En traversant Beit Lahia, je passe à côté d'une petite porte dans une ruelle derrière l’hôpital. L'an dernier, j'avais vu en sortir des hommes portant des corps sur leurs épaules, pour les amener au cimetière. Je me souviens des centaines de personnes en colère qui attendaient là, tous les jours, pour rendre un dernier hommage à un ou des êtres chers. La porte est maintenant fermée. On dirait que cette partie de l’hôpital est désaffectée.
Le long de la frontière, des secteurs complètement rasés par l'artillerie et les raids israéliens ont été presque nettoyés. Pour quelqu'un qui a vu la destruction engendrée par ce conflit, l'endroit est difficilement reconnaissable. Mais les Gazaouis qui ont perdu leur toit sont toujours là, vivant dans des abris de fortune à côté des ruines de leur habitation.
Un après la guerre, la résignation a pris le dessus dans la bande de Gaza, même si certains espèrent encore que les Nations unies leur donneront l'argent qui leur permettra de reconstruire leur maison ou même de quitter l'enclave. Peu importe la destination. Surtout pour les jeunes, qui rêvent d'Europe, d'Amérique ou plus modestement de Ramallah.Une certaine normalité semble toutefois être revenue dans la petite enclave palestinienne.

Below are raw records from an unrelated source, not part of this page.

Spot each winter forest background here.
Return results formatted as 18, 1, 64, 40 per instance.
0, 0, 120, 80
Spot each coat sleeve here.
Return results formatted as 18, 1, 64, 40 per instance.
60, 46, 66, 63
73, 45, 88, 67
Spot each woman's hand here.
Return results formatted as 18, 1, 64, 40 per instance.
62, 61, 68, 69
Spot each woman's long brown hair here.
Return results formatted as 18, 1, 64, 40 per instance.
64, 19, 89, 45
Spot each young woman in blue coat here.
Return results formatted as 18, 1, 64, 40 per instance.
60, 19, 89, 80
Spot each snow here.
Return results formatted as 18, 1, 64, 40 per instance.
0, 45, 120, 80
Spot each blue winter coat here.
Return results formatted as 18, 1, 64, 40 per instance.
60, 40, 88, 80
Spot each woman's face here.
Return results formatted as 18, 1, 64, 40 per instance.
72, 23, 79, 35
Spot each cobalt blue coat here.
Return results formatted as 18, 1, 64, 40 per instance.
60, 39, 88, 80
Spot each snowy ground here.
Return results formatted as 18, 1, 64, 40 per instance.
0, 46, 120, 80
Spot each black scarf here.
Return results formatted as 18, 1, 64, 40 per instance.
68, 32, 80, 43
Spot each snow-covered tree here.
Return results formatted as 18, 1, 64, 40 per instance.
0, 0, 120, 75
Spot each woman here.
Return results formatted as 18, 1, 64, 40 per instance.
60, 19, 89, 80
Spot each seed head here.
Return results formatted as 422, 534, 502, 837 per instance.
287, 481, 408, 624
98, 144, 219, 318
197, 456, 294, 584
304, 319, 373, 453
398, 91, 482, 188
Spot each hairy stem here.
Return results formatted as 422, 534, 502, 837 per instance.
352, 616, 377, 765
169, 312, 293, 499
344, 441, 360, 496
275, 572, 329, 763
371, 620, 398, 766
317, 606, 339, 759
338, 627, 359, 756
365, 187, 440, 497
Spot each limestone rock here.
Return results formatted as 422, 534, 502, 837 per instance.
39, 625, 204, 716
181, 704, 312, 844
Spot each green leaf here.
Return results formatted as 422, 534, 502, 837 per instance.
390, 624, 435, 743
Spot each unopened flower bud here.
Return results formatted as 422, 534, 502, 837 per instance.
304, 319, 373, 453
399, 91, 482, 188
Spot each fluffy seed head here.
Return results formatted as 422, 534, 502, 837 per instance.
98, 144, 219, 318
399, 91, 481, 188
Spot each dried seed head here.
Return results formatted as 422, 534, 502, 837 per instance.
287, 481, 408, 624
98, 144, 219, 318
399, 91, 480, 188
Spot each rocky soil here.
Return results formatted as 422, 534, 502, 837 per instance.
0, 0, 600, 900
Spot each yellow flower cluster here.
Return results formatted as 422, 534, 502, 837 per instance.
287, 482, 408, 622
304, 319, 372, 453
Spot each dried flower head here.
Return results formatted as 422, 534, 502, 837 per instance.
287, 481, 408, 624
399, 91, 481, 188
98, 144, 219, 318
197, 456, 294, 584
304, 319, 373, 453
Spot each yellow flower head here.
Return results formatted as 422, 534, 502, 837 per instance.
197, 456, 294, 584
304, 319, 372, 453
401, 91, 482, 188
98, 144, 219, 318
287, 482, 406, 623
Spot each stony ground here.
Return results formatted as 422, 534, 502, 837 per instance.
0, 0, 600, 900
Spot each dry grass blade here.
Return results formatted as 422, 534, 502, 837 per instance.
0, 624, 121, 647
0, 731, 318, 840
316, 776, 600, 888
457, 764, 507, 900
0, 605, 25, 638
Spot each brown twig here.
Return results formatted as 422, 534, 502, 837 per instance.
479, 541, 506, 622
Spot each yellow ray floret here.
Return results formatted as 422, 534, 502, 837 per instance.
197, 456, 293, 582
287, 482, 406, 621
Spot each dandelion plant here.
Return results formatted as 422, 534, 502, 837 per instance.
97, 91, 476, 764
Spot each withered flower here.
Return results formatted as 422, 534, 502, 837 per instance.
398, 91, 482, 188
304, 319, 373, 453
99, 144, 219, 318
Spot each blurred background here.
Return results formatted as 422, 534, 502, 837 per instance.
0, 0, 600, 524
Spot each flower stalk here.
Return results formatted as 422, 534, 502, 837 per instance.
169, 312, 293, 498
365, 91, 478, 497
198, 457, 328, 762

Il n'y a pas plus de journalistes et de caméramans juchés sur des toits d'immeubles et tentant de capter les images d'un raid aérien ou d'un tir de roquette.
De la terrasse de l'hôtel Al-Deira, en bord de mer, j'aperçois des bateaux de pêche et des hommes qui nettoient leurs filets après la sortie du jour. C'est sur cette même plage que quatre enfants palestiniens avaient été tués dans un bombardement alors qu'un groupe de gamins jouaient en toute innocence.
Je revois ces enfants courir vers moi puis disparaître dans un nuage de fumée. L'une des choses les plus atroces qu'il m'a été donné de voir.
Sur cette même plage, un an après, j’ai vu des Gazaouis profiter du coucher de soleil sur la Méditerranée et des restaurateurs servir à des familles entières le repas de l'Iftar, qui marque la rupture du jeûne quotidien, pendant que des enfants sautaient et riaient dans les vagues.